Data on the interplay between the NP system and cytokines released by the fat tissue are still limited. However, in vitro in human adipocytes, ANP inhibits leptin release and both ANP and BNP enhance adiponectin secretion via NPR-A (33). In addition, in adipose tissue explants, ANP reduces IL-6, TNF-α, MCP-1, and leptin secretion (35). Finally, ANP infusion enhances adiponectin plasma levels in humans (42). Collectively, these findings suggest that NPR-A activation may modulate adipokine secretion and has a beneficial effect on low-grade inflammation of the adipose tissue and thus insulin resistance.

Recent studies suggest that NPs are involved in food intake control. A study performed in healthy fasting volunteers has shown that BNP infusion decreases hunger and increases satiety, possibly by lowering circulating ghrelin levels (34). Ghrelin also has direct cardiovascular effects (43), and this supports the existence of a bidirectional heart–gut cross talk. In addition, the high expression of NPR-B, the main CNP receptor, in the arcuate nucleus of the hypothalamus suggests a role of CNP in the control of food intake. Consistently, a recent experimental study has shown that central administration of CNP reduces food intake and body weight, partially through activation of the hypothalamic melanocortin pathway, which also is engaged by leptin and serotonin (44). Recently, Kim et al. (45) have described an entirely new mechanism in the control of ANP release from the heart by the gut-released hormone GLP-1, revealing a new gut–heart connection. Activation of GLP-1 receptors in the atrial myocardium induces ANP secretion, resulting in vasodilation, natriuresis, and reduced blood pressure. Therefore, an increase in nutrients after a meal triggers a gut-mediated response, leading not only to effective regulation of insulin and glucagon release through a direct GLP-1 effect but also to indirect metabolic and hemodynamic changes mediated by ANP. ANP-induced vasodilation may be advantageous in this setting as it may promote an increased blood supply to the gut and adipose tissue, thus resulting in better absorption and distribution of nutrients (45,46).

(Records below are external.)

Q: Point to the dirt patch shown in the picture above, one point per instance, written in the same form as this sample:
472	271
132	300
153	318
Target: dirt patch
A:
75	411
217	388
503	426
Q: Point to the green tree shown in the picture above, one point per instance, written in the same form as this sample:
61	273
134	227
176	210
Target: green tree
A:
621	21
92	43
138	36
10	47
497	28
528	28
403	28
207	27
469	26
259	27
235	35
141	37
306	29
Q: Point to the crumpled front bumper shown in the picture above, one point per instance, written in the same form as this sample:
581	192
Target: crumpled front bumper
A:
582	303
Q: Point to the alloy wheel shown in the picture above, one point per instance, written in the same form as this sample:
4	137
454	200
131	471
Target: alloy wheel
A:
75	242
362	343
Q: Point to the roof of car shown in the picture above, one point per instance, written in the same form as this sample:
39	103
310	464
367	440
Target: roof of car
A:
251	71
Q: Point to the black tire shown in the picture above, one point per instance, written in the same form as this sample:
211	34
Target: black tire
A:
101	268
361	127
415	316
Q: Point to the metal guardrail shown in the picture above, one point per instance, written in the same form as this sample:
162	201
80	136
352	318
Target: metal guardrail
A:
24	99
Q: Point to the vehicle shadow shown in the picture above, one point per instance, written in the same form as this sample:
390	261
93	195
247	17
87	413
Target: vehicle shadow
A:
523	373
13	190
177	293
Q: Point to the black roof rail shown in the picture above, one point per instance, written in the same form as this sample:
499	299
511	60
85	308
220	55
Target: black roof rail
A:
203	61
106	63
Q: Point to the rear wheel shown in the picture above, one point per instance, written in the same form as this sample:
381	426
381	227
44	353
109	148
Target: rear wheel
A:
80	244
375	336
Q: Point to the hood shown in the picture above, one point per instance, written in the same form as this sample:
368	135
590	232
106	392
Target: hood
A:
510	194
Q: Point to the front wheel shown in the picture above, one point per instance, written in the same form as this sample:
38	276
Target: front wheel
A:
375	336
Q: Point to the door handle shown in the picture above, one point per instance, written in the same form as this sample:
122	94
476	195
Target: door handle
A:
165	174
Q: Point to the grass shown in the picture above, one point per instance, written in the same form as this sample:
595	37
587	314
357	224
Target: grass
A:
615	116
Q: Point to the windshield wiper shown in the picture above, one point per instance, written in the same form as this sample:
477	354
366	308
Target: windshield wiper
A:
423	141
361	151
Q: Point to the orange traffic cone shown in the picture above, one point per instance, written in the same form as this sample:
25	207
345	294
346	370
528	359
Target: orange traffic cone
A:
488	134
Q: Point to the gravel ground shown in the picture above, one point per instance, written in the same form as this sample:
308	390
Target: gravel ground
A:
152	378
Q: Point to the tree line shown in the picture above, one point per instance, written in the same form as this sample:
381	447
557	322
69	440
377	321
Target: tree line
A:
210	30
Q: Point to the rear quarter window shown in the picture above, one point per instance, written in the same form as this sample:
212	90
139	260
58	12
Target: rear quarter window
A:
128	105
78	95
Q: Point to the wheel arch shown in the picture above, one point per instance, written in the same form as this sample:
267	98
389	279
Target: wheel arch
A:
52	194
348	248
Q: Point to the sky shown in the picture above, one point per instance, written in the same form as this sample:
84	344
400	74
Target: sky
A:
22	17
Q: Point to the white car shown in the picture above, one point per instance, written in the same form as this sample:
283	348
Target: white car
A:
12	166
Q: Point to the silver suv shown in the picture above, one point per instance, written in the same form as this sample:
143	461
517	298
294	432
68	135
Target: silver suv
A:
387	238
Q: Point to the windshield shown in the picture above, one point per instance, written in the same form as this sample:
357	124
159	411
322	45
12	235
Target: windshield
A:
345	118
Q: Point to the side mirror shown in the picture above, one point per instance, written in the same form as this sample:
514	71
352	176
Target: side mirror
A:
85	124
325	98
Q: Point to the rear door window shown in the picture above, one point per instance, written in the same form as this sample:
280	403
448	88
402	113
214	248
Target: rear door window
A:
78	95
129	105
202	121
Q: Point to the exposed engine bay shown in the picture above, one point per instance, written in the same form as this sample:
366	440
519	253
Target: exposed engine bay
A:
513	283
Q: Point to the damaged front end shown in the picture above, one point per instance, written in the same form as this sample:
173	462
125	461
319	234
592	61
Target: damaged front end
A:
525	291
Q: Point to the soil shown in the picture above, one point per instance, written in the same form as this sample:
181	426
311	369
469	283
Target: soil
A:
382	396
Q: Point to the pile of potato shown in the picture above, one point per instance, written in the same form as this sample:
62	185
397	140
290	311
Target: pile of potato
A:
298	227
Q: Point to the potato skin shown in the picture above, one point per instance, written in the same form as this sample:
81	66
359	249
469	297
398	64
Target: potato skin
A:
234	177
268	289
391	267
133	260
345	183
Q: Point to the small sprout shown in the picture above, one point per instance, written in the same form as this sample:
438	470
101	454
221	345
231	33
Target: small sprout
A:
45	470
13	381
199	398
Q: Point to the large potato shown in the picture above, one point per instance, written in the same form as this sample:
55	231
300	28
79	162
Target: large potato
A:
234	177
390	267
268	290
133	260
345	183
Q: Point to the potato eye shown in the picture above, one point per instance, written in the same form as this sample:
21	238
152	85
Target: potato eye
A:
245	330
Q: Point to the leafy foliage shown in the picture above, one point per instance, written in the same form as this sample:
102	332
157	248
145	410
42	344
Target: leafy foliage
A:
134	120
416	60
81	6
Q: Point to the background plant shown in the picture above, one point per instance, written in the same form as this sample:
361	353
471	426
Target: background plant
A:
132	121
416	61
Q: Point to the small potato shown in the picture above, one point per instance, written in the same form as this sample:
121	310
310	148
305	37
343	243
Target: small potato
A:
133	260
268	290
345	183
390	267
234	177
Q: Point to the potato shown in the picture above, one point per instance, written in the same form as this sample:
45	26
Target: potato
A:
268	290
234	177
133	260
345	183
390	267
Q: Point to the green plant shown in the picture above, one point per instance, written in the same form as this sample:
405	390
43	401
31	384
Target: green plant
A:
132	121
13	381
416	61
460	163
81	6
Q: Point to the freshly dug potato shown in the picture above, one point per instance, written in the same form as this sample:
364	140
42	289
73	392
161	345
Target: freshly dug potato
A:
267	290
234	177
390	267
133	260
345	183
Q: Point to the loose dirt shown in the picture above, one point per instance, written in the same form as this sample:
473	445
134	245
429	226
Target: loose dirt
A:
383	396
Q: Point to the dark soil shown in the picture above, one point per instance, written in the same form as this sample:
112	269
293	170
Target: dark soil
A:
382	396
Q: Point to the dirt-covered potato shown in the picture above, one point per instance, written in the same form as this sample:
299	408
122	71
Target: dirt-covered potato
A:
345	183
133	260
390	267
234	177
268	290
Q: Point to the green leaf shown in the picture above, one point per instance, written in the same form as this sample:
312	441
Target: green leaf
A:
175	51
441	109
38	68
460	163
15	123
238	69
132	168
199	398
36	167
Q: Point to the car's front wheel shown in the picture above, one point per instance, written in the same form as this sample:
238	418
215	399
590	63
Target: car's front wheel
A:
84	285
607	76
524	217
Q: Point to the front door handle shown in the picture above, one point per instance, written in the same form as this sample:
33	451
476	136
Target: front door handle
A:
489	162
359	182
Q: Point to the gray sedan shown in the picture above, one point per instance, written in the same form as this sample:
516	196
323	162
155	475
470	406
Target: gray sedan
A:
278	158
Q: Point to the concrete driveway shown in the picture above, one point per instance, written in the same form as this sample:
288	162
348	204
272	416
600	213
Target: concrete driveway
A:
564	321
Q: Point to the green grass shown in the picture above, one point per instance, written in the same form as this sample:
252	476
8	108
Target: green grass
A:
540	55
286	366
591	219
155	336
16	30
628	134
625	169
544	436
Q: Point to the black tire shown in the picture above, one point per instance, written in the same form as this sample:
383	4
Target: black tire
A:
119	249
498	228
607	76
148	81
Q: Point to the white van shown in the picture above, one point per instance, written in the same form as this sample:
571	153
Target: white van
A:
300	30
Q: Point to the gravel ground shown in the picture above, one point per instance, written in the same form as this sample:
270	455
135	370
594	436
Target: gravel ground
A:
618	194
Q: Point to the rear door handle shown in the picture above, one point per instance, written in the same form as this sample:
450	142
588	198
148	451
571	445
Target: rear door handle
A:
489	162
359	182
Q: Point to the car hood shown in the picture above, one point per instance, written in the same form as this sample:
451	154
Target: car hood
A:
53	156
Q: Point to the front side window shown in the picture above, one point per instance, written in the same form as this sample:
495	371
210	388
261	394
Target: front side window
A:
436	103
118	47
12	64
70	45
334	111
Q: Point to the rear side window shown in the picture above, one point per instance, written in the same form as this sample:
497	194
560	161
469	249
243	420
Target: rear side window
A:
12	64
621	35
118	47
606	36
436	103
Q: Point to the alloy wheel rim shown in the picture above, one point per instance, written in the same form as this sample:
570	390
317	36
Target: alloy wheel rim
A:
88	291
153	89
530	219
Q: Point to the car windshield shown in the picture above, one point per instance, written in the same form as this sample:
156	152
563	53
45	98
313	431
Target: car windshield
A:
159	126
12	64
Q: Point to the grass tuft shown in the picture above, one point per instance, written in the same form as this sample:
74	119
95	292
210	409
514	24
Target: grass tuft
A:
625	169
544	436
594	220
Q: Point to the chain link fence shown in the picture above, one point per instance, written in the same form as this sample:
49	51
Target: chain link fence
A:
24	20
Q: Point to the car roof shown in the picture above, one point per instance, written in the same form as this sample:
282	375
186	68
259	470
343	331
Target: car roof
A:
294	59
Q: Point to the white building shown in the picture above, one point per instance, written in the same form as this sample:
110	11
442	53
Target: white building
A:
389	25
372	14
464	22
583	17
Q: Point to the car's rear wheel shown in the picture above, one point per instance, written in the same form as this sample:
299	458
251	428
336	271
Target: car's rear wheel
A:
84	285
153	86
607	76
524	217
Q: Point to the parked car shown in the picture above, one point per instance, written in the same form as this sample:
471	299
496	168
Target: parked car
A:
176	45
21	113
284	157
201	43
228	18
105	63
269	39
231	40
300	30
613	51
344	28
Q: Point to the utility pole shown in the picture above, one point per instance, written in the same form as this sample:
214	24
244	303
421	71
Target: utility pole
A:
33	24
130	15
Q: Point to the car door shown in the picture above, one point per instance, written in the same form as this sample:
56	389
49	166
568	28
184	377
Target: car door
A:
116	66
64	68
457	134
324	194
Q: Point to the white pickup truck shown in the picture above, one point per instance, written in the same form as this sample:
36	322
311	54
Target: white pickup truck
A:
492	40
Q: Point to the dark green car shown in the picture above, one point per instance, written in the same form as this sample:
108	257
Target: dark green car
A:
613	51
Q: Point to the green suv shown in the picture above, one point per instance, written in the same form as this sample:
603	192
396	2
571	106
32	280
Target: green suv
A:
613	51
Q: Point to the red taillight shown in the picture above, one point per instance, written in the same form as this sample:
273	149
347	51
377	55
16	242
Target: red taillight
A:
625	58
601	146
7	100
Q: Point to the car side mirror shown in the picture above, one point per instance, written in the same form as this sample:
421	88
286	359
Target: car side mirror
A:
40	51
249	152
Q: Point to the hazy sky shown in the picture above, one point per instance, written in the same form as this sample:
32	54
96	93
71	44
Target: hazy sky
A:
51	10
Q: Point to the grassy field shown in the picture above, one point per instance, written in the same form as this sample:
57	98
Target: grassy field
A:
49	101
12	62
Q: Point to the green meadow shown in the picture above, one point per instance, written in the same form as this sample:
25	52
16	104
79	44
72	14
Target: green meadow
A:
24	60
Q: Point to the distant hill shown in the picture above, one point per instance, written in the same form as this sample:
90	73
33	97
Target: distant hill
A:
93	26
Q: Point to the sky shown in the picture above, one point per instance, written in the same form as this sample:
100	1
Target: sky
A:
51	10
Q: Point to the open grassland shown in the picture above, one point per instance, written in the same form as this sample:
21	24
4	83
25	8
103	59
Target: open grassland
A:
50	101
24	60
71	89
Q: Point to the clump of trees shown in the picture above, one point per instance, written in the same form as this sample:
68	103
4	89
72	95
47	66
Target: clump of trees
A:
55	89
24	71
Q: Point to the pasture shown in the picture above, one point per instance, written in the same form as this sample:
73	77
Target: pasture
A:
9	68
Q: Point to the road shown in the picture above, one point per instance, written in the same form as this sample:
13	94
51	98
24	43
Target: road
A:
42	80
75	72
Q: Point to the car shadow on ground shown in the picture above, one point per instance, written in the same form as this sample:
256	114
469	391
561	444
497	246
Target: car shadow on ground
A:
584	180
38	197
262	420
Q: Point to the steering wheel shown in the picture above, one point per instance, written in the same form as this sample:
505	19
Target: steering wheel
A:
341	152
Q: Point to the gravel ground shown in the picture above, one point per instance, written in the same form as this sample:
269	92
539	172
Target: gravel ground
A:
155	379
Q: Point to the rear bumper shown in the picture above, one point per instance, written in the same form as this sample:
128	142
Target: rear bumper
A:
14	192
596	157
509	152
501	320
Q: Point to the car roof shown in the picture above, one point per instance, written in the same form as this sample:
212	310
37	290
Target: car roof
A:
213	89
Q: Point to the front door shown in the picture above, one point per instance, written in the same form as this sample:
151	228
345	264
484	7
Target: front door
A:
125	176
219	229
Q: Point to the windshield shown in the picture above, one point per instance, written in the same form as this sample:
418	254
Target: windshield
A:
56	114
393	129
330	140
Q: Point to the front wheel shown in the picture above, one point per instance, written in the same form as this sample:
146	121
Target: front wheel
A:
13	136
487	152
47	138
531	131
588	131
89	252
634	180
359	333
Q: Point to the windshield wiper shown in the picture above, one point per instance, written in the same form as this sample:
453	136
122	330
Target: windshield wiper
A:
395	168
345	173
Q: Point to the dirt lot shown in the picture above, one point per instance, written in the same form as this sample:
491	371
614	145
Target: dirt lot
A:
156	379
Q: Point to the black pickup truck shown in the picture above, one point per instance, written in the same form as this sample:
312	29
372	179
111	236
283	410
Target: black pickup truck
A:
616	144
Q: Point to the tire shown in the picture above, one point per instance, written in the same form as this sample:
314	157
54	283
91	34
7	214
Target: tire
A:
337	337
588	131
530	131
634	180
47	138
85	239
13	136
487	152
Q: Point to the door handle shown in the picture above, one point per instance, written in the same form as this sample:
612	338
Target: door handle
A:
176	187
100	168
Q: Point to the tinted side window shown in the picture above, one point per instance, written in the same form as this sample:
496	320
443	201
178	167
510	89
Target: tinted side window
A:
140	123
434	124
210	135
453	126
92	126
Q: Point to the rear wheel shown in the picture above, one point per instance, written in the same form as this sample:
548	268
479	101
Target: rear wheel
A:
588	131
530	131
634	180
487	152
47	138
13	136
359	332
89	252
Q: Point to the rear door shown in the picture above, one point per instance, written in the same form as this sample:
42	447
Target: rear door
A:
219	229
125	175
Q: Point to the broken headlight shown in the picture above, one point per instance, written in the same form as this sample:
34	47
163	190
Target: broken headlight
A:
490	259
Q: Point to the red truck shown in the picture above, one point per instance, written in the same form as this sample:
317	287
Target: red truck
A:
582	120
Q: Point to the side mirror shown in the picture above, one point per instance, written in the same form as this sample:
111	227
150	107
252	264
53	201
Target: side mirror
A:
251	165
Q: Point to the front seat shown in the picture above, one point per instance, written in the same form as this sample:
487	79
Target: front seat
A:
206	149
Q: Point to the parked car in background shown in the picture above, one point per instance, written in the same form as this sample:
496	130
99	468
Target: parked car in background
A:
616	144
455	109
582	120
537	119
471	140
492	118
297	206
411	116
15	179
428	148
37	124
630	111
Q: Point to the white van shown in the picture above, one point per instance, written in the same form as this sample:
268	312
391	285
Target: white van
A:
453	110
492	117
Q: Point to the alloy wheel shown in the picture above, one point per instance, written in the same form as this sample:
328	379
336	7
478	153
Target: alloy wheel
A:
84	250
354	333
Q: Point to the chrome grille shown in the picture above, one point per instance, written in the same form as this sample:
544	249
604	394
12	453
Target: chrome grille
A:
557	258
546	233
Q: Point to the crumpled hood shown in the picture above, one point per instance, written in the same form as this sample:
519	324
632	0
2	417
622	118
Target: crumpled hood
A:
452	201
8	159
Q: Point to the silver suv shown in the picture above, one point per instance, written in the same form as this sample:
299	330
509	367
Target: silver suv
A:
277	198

The key role of insulin in metabolism has prompted studies on the potential interplay between NPs and β-cells. In vitro ANP induces insulin secretion in an NPR-A–dependent manner by increasing Ca²⁺ influx through blockade of ATP-sensitive K⁺ channels. Furthermore, ANP increases the insulin content of isolated islets, and NPR-A knockout mice have lower insulin levels in freshly isolated islets, reduced β-cell mass, and higher fasting blood glucose levels (47). In keeping with these data, ANP infusion enhances insulin secretion in humans in the fasted state and in response to a meal test (37,48).

Only a few studies have assessed the effect of NP infusion on glucose homeostasis. In fasting healthy men, an acute high-dose ANP infusion induces a modest increase in blood glucose that is likely due to enhanced FFA mobilization leading to increased gluconeogenesis (38). Short-term BNP infusion in healthy volunteers during an intravenous glucose tolerance test reduces the rise in blood glucose levels as compared with saline. This occurs without changes in insulin secretion and sensitivity and probably results from enhanced glucose volume distribution (49). These physiological studies do not, however, address the far more relevant issue of the long-term effects of chronic NP treatment on glucose metabolism. This has not yet been investigated in humans; however, a recent study in db/db mice has shown that chronic BNP infusion induces a significant reduction in blood glucose levels (50).

Obviously there is much additional work to be done in both basic and clinical research to fully understand the function of the NP system in metabolic processes. However, emerging evidence indicating that NPs are the mediators of a novel “heart-adipose axis” has opened the way to an entirely novel and exciting area of research with potentially high clinical impact.

Obesity is associated with decreased circulating levels of ANP and BNP, and a negative linear relationship between BMI and NP plasma values has been consistently reported in epidemiological studies (5,35,51). Conversely, weight loss increases NT-proBNP levels (52). There also is evidence that a reduction in NP levels is associated to a less favorable adipose tissue distribution profile. Recent data from the Dallas Heart Study show that both BNP and NT-proBNP are inversely associated with visceral and liver fat and positively associated with lower glutofemoral body fat, independent of confounders including insulin resistance (53).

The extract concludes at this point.